Avis paru dans BABELIO

L'actualité nous enseigne la surface des évènements, leur déroulé, leurs exactions, rarement les coulisses et les tractations ainsi que les faux-semblants dont on essaie de deviner les ombres fuyantes d'acteurs inconnus. Un livre comme celui-ci dessine un paysage humanitaire dont les apparences ressemblent furieusement à ce que nous connaissons. Les traits en sont parfois grossis mais tout y est, dans les grandes lignes. L'on descend petit à petit dans les tunnels qui relient une action à une autre, une cause produisant un effet, sans lien pour le commun des mortels.
Un Représentant est un individu qui tente de sauver les apparences, de résoudre les conflits, ou de les minimiser avant qu'ils n'embrasent la planète. Il allume un feu à circoncire afin d'éviter un incendie. Une guerre locale vaut mieux qu'une guerre mondiale. Zamir est de ceux-là, fruit pourri de la compassion organisée et de la sincérité non feinte, chantage à la vie, à la mort, on ne sait, cynisme absolu et définitif d'un mode de gouvernance discrédité, d'instances internationales qui ne peuvent, faute de moyens et de légitimité, intervenir là où leur existence aurait une raison d'être.
La professionnalisation de la charité a déjà été soulignée à maintes reprises, elle s'est déjà substituée aux Etats, elle se coule dans le business model d'entreprise transnationale, au souci premier d'une rentabilité de chaque jour.
C'est un marché que celui de la misère organisée, du trafic d'êtres humains sous couvert d'aide aux réfugiés.
Le plus effroyable dans ce livre est qu'on y croit, que l'on se dit que c'est probablement existant, que les lanceurs d'alertes ont dénoncé des faits s'approchant ce qui est décrit de l'intérieur, de ce que vit Zamir, porte-parole emblématique, organiquement attaché à une multinationale qu'il aide à financer. Qu'il soit turc ou syrien, ou les deux, il ne le sait pas lui-même, il l'apprendra sur le tard, n'a que peu d'intérêt. Il y a longtemps que les lignes rouges décrétées par des présidents en exercice ont été franchies, sans que les Etats ne lèvent le petit doigt.

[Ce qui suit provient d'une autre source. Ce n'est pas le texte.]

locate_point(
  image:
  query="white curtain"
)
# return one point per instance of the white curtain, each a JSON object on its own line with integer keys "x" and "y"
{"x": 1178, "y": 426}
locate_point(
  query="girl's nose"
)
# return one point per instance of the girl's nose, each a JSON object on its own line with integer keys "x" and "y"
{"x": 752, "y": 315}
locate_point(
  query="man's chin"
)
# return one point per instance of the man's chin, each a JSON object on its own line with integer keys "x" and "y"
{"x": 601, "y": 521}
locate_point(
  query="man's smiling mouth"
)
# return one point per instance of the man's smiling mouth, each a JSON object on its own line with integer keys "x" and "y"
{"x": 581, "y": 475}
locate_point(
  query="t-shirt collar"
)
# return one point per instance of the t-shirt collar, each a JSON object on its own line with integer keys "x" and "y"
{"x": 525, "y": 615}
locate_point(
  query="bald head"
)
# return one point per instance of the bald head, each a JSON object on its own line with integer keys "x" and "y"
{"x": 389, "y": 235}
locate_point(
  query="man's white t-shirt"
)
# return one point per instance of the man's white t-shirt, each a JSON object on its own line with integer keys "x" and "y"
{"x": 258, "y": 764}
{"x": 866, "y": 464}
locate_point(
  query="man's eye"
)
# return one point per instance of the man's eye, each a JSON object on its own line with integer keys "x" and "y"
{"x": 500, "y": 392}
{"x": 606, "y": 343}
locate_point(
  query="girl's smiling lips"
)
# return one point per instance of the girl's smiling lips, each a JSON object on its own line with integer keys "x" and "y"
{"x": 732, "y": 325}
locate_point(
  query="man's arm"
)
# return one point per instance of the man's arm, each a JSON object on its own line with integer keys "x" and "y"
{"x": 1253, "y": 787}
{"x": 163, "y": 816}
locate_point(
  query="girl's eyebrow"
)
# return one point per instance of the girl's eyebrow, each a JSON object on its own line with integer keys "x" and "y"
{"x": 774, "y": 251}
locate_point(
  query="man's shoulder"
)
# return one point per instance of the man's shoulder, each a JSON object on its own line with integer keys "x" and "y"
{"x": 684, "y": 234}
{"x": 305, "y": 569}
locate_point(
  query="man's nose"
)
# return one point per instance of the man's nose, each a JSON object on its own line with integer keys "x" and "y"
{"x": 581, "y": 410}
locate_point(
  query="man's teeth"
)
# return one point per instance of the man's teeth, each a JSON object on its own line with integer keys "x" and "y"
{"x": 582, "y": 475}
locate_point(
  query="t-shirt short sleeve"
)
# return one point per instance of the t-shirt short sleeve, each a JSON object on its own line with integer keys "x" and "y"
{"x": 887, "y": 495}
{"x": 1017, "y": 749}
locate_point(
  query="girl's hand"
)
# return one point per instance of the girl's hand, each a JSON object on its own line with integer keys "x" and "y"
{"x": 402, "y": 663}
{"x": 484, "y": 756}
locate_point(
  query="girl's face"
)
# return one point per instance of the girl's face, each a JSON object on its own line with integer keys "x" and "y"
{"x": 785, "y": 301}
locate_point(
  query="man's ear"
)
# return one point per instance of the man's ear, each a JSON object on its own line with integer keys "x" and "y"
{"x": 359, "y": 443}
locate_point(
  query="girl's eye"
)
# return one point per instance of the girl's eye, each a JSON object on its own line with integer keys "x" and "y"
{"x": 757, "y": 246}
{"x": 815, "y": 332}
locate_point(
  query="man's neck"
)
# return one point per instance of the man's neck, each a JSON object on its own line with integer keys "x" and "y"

Ce qui suit dans la pitié et les campagnes de dons n'en est que plus délétère et ravale plus que jamais l'être humain au rang de dernière espèce à sauver quand la Terre sera devenue invivable.
Zamir porte en lui ce cynisme définitif mais il ne gouverne pas, il n'a que le pouvoir de faire pleurer, de susciter les dons, il devient la contradiction ingérable en un seul être, la souffrance et le prix de celle-ci, qu'il sera le seul à payer.
Ouvrage terrifiant de lucidité, parfaitement documenté qui laisse un goût amer.